A calçada livre de repórteres e furgões virou um altar improvisado. Uma moça me deixou fazer uma foto para depois acender uma vela e chorar por alguém que não conseguiu sair dali com vida.
Voltei para a bicicleta. Andei pelas margens do Canal Saint Martin. Nova aglomeração de pessoas, desta vez sem as equipes de TV. Outro cordão de isolamento policial e mais homenagens a outras vítimas, desta vez de uma pizzaria. Os vidros com marcas de bala impressionam quem passa. Uma lavanderia vizinha também foi alvejada.
Em frente ao Café Carillon e ao restaurante Petit Cambodge, a cena é ainda mais triste. Um mar de flores e velas enfeitam as fachadas ainda marcadas pelas balas dos fuzis dos terroristas. Três crianças estão ao lado da mãe colocando flores para alguma vítima. Mais silêncio que se interrompe com uma mulher que chega com uma vela e chora desesperadamente. Os curiosos ao redor se calam. Os fotógrafos aproveitam as lágrimas dela para registrar de alguma forma o tamanho da tristeza.

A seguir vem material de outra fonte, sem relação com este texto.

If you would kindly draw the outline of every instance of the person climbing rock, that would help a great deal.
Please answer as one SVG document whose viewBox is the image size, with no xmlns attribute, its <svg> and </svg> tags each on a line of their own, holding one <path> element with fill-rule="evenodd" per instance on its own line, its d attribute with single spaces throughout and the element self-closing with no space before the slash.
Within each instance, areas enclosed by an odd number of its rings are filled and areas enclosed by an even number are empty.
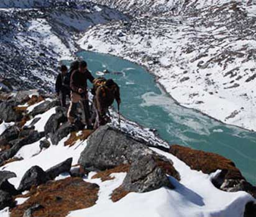
<svg viewBox="0 0 256 217">
<path fill-rule="evenodd" d="M 70 95 L 69 85 L 65 82 L 67 74 L 68 68 L 65 65 L 62 65 L 60 66 L 60 73 L 57 76 L 55 84 L 56 93 L 60 99 L 60 105 L 63 107 L 66 106 L 66 96 L 70 97 Z"/>
<path fill-rule="evenodd" d="M 94 81 L 94 105 L 96 114 L 94 128 L 104 125 L 110 121 L 107 117 L 109 107 L 116 99 L 118 106 L 121 102 L 120 89 L 112 79 L 99 78 Z"/>
<path fill-rule="evenodd" d="M 77 106 L 78 103 L 80 103 L 83 110 L 83 119 L 88 129 L 91 129 L 92 126 L 90 121 L 87 80 L 93 83 L 94 79 L 94 77 L 88 70 L 85 61 L 80 63 L 79 69 L 73 72 L 70 79 L 71 102 L 68 112 L 68 120 L 71 123 L 75 123 Z"/>
</svg>

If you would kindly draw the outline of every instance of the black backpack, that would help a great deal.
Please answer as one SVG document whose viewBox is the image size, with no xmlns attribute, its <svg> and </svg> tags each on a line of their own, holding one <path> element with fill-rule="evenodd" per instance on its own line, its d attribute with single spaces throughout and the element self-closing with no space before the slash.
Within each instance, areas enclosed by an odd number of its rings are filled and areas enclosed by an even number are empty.
<svg viewBox="0 0 256 217">
<path fill-rule="evenodd" d="M 63 84 L 65 87 L 70 88 L 71 73 L 68 72 L 63 78 Z"/>
</svg>

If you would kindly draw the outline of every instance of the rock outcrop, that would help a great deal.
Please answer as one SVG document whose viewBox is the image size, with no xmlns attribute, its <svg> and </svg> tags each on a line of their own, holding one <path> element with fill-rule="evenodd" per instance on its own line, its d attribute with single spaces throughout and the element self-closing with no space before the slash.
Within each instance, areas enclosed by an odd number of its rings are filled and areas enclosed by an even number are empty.
<svg viewBox="0 0 256 217">
<path fill-rule="evenodd" d="M 235 164 L 219 154 L 173 145 L 169 152 L 188 164 L 192 169 L 211 174 L 221 172 L 212 179 L 213 184 L 227 192 L 245 191 L 256 198 L 256 187 L 247 182 Z"/>
<path fill-rule="evenodd" d="M 33 166 L 25 173 L 21 181 L 18 190 L 21 192 L 29 190 L 31 187 L 45 184 L 47 180 L 45 172 L 37 166 Z"/>
<path fill-rule="evenodd" d="M 109 126 L 100 127 L 90 136 L 79 162 L 85 169 L 100 170 L 130 164 L 122 184 L 127 191 L 145 192 L 163 186 L 173 188 L 167 174 L 180 179 L 171 161 Z M 163 164 L 168 165 L 168 171 Z"/>
<path fill-rule="evenodd" d="M 72 160 L 72 158 L 68 158 L 64 162 L 62 162 L 46 170 L 45 172 L 47 179 L 49 180 L 53 180 L 62 173 L 69 173 L 70 172 Z"/>
</svg>

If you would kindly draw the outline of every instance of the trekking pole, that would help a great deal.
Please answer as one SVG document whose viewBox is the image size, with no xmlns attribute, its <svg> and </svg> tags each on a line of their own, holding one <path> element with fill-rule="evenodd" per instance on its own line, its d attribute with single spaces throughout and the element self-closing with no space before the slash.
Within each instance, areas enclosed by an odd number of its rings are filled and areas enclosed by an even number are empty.
<svg viewBox="0 0 256 217">
<path fill-rule="evenodd" d="M 120 104 L 117 103 L 117 109 L 118 109 L 118 123 L 119 125 L 119 130 L 121 131 L 121 118 L 120 115 Z"/>
</svg>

Como não acontecia desde o início do ano, policiais e soldados armados com fuzis andam pelas calçadas. No fim de janeiro, quando cheguei em Paris, o clima de tensão decorrente aos atentados ao jornal Charlie Hebdo ainda pairava no ar e estes mesmos policias faziam rondas nas estações de metrô. Vê-los de volta às ruas traz o mesmo sentimento de insegurança, insistindo em relembrar o que aconteceu e o medo de que algo igual ou pior volte a ocorrer.
A noite vai chegando e sigo de bicicleta. Sábado à noite e aquela animação tão típica de Paris não está no ar.

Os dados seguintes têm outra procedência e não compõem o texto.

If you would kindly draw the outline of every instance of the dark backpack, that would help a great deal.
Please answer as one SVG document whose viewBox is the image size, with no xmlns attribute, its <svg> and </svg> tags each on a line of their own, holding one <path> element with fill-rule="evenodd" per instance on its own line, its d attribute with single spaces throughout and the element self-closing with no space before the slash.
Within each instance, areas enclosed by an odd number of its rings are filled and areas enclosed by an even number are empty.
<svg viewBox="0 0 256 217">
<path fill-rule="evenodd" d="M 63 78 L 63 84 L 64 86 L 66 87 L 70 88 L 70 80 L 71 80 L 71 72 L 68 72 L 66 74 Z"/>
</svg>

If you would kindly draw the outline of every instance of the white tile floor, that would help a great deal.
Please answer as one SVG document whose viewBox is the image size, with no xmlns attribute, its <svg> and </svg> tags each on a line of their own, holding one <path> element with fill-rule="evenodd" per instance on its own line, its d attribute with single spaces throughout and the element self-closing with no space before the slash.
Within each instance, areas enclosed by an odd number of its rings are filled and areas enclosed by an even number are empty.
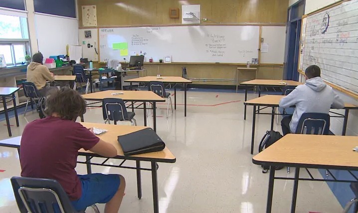
<svg viewBox="0 0 358 213">
<path fill-rule="evenodd" d="M 251 163 L 249 154 L 252 107 L 248 107 L 243 120 L 243 94 L 188 92 L 187 115 L 184 117 L 183 92 L 178 92 L 179 105 L 174 114 L 166 117 L 166 105 L 159 104 L 157 133 L 177 158 L 174 164 L 159 164 L 158 189 L 160 212 L 263 213 L 266 203 L 268 174 Z M 249 98 L 256 97 L 249 94 Z M 136 110 L 139 125 L 143 125 L 142 110 Z M 149 124 L 152 126 L 152 113 Z M 35 112 L 19 116 L 20 127 L 12 127 L 13 135 L 20 135 L 27 123 L 37 119 Z M 86 122 L 102 123 L 102 110 L 93 108 L 85 114 Z M 11 120 L 14 124 L 14 119 Z M 8 138 L 4 121 L 0 122 L 0 140 Z M 257 117 L 255 153 L 270 116 Z M 275 128 L 280 130 L 276 125 Z M 117 163 L 116 160 L 112 161 Z M 129 163 L 128 165 L 133 165 Z M 148 164 L 142 165 L 148 166 Z M 17 213 L 9 178 L 20 174 L 16 150 L 0 147 L 0 212 Z M 78 165 L 79 174 L 85 166 Z M 132 170 L 94 166 L 92 172 L 122 174 L 127 181 L 126 196 L 120 212 L 152 213 L 153 198 L 150 172 L 142 172 L 143 197 L 137 198 L 136 172 Z M 288 175 L 285 169 L 277 172 Z M 315 176 L 319 177 L 318 171 Z M 307 176 L 301 172 L 302 177 Z M 290 212 L 293 183 L 275 182 L 273 213 Z M 104 205 L 99 205 L 103 212 Z M 297 213 L 339 213 L 342 208 L 327 185 L 300 182 Z"/>
</svg>

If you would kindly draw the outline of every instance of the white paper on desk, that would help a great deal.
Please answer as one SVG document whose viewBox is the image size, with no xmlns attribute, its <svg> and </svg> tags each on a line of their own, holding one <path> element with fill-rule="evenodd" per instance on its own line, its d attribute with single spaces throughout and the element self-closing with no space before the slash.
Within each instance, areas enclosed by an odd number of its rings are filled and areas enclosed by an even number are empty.
<svg viewBox="0 0 358 213">
<path fill-rule="evenodd" d="M 267 43 L 261 43 L 261 52 L 263 53 L 268 52 L 268 44 Z"/>
</svg>

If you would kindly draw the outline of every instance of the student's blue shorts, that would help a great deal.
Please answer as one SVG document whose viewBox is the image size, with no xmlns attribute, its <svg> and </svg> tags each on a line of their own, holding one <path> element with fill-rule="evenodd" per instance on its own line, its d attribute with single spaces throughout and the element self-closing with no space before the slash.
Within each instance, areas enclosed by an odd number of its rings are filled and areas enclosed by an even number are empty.
<svg viewBox="0 0 358 213">
<path fill-rule="evenodd" d="M 95 204 L 105 204 L 114 196 L 121 181 L 118 175 L 91 174 L 78 175 L 82 184 L 82 194 L 77 201 L 71 202 L 77 211 L 84 210 Z"/>
</svg>

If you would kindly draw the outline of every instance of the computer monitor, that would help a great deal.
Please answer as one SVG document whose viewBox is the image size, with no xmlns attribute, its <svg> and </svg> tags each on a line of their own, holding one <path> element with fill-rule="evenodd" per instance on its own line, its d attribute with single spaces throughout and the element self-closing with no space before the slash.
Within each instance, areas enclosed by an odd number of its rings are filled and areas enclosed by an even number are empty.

A prefeita Anne Hidalgo decidiu materializar a dor que assola a França: nessa noite, a Torre Eiffel não brilhou. A cidade-luz apagou seu símbolo mais precioso como forma de retratar um pouco da estupefação que toma conta da cidade.
Testemunhar esta tragédia em Paris dá medo pelo que pode acontecer. Sinônimo de alegria, festa e liberdade, Paris está apagada. Nenhum museu ou ponto turístico abriu no fim de semana. Flanar por Paris deixou de ser um prazer. A gente só torce para que seja por pouco tempo.